Categories
Tools and Tips

4 Steps to Free Your Breath

Here’s something to think about: What one thing can you live without for only minutes?

Your breath!

We can go without food for between three to four weeks, without water for three to five days, but without air, only about three minutes—unless you’ve been especially trained, which may give you an extra two minutes of life without oxygen.

So it stands to reason that our breath is a key to our health and wellbeing—physically, mentally and spiritually. It influences our nervous system and consciousness.

When you wake up, there is a natural, involuntary shift in your breathing pattern that signals the brain that you are awake. When you’re falling asleep, your consciousness and breathing shift in tandem.

The more you are connected to your breath, the more you become aware of your breathing patterns and responses, the healthier you’re likely to be in body, mind and spirit. To facilitate this awareness, I’ve created something that I call BYB: Being with Your Breath.

BYB was inspired by my Spiritual Psychology Masters Program studies, and more deeply by the death of my mother four years ago of lung cancer. During her illness, I witnessed her desperation as she tried to grasp for air. In those difficult moments, I would guide her to be calm, allow the breath to come effortlessly and release the fear. “Don’t judge it, don’t fix it, just be with it” were my words for her.

It might seem easy to say, and hard to do, but it is profoundly helpful—on levels beyond what I’d first considered. Now I think of BYB as an approach to self-realization through the connection to and liberation of breath.

So what is BYB? How do you do it? You might be surprised, but this simple method includes just four easy-to-follow steps that you practice systematically. They are:

  1. Observe
  2. Acknowledge
  3. Appreciate
  4. Open to Divine Inspiration

Observe. Simply observe your breath As It Is. Notice what is happening in your body. Is your belly loose or tight? Notice how it rises and falls with each inhalation and exhalation.

There is no need to change anything or make it better. Just notice what is.

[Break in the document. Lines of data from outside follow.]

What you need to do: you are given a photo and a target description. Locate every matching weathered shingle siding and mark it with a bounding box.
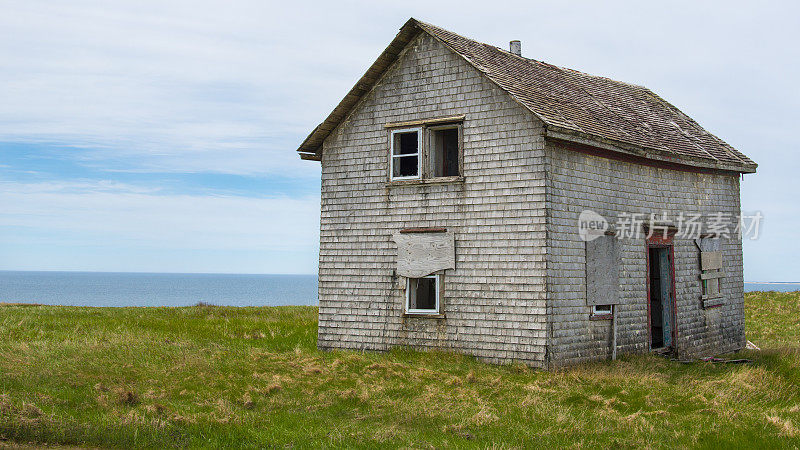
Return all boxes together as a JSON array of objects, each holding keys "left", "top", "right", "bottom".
[
  {"left": 318, "top": 34, "right": 546, "bottom": 366},
  {"left": 546, "top": 141, "right": 745, "bottom": 366}
]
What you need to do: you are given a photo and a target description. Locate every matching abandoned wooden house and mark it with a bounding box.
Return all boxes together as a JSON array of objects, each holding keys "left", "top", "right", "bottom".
[{"left": 298, "top": 19, "right": 756, "bottom": 367}]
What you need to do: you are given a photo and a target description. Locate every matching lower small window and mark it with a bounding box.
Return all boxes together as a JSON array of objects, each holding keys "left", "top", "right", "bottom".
[
  {"left": 592, "top": 305, "right": 613, "bottom": 316},
  {"left": 406, "top": 275, "right": 440, "bottom": 314}
]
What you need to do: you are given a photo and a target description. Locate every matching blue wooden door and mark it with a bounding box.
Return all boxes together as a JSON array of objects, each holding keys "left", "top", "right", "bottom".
[{"left": 658, "top": 248, "right": 674, "bottom": 347}]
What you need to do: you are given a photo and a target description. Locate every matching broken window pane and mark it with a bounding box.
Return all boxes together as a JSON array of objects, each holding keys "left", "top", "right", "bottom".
[
  {"left": 394, "top": 130, "right": 419, "bottom": 155},
  {"left": 392, "top": 155, "right": 419, "bottom": 178},
  {"left": 430, "top": 127, "right": 460, "bottom": 177},
  {"left": 407, "top": 275, "right": 439, "bottom": 313}
]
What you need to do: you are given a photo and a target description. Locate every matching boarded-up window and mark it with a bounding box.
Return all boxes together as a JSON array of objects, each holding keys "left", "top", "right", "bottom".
[
  {"left": 394, "top": 231, "right": 456, "bottom": 278},
  {"left": 406, "top": 274, "right": 442, "bottom": 314},
  {"left": 586, "top": 235, "right": 620, "bottom": 306},
  {"left": 695, "top": 237, "right": 725, "bottom": 308}
]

When you can observe your breath without judgment or interference, you free your body and your perceptive ability.

In the observer mode, your autonomic nervous system shifts from a sympathetic fight or flight state to a parasympathetic state. Your attention moves away from any negative thinking patterns to the physical sensory awareness of your breath. You become more calm.

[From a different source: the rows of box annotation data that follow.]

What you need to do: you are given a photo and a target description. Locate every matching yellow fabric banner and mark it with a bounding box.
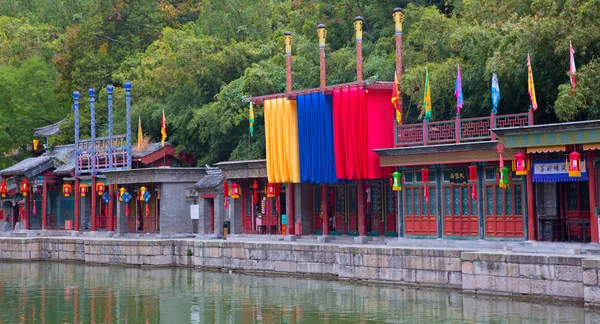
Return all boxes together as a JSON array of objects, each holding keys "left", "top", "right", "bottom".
[{"left": 264, "top": 98, "right": 300, "bottom": 183}]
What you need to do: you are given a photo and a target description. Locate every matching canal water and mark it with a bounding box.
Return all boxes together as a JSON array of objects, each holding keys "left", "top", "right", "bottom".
[{"left": 0, "top": 262, "right": 600, "bottom": 324}]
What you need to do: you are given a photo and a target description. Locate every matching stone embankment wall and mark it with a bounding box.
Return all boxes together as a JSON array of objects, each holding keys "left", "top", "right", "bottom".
[{"left": 0, "top": 238, "right": 600, "bottom": 306}]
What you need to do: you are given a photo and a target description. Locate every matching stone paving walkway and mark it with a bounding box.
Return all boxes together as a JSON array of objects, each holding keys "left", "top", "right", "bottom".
[{"left": 0, "top": 231, "right": 600, "bottom": 255}]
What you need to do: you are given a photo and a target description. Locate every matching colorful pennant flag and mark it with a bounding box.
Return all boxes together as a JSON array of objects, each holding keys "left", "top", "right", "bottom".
[
  {"left": 392, "top": 73, "right": 402, "bottom": 125},
  {"left": 138, "top": 117, "right": 143, "bottom": 153},
  {"left": 423, "top": 70, "right": 431, "bottom": 121},
  {"left": 454, "top": 65, "right": 464, "bottom": 116},
  {"left": 569, "top": 41, "right": 576, "bottom": 90},
  {"left": 160, "top": 110, "right": 167, "bottom": 146},
  {"left": 248, "top": 101, "right": 254, "bottom": 136},
  {"left": 492, "top": 73, "right": 500, "bottom": 114},
  {"left": 527, "top": 54, "right": 537, "bottom": 111}
]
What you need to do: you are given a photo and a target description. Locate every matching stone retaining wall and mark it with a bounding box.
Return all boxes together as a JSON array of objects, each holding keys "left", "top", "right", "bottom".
[{"left": 0, "top": 238, "right": 600, "bottom": 306}]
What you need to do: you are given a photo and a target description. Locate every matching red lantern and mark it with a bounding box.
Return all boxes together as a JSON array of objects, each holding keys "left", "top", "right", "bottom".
[
  {"left": 469, "top": 165, "right": 477, "bottom": 181},
  {"left": 63, "top": 183, "right": 71, "bottom": 197},
  {"left": 252, "top": 179, "right": 258, "bottom": 204},
  {"left": 231, "top": 183, "right": 241, "bottom": 199},
  {"left": 0, "top": 180, "right": 8, "bottom": 198},
  {"left": 513, "top": 152, "right": 527, "bottom": 175},
  {"left": 21, "top": 179, "right": 29, "bottom": 197},
  {"left": 567, "top": 151, "right": 581, "bottom": 177},
  {"left": 96, "top": 182, "right": 104, "bottom": 196},
  {"left": 267, "top": 182, "right": 275, "bottom": 198}
]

Silence exists in the pauses between inhalation and exhalation.

Acknowledge. Now that we have noticed our breath, we have a wonderful opportunity to learn from it. What thoughts are there as you breathe? What might be at the root of your breathing pattern? What ideas, emotions, limitations, constrictions or fears might you be holding from the past?

Appreciate. Now that you have observed your breath and acknowledged your thoughts, you have the choice to let go of the thoughts and of the breath pattern you were engaged in, freeing yourself to breathe in an uninhibited way.

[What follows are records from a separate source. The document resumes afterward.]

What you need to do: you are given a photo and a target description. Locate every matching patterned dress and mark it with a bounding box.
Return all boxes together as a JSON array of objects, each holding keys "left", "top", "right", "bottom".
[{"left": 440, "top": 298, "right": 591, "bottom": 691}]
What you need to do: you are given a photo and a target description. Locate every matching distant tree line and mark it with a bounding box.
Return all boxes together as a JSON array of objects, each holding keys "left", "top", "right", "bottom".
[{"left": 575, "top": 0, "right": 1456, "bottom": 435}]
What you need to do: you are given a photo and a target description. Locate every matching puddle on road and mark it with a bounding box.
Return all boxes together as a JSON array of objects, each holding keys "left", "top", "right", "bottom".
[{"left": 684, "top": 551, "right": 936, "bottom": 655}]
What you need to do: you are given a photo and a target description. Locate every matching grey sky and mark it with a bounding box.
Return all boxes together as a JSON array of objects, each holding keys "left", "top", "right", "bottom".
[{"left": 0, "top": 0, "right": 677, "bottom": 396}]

This is your chance to take ownership of what you acknowledged—whatever might be restricting you—and appreciate and release it. Acknowledge the Loving Essence of yourself and others. Let your breath break through the prison of judgment and flow freely, without conscious effort. This is full self-expression.

Open to Divine Inspiration. In this last step you are with your breath—in divine connection with Spirit and with all that surrounds you. Each breath you take is a reminder of your connection to the Divine, to your origin, to who you really are.

Being with your breath, you are in the present, aware, fully functioning. All is perfect as it is, and so is your breath.

The more we free our breath, the more we free our perception and are able to acknowledge the higher forces that guide our lives—even the force of our breath. We understand ourselves as part of a much larger consciousness than the “I” of daily life. We breathe in the now and all is well.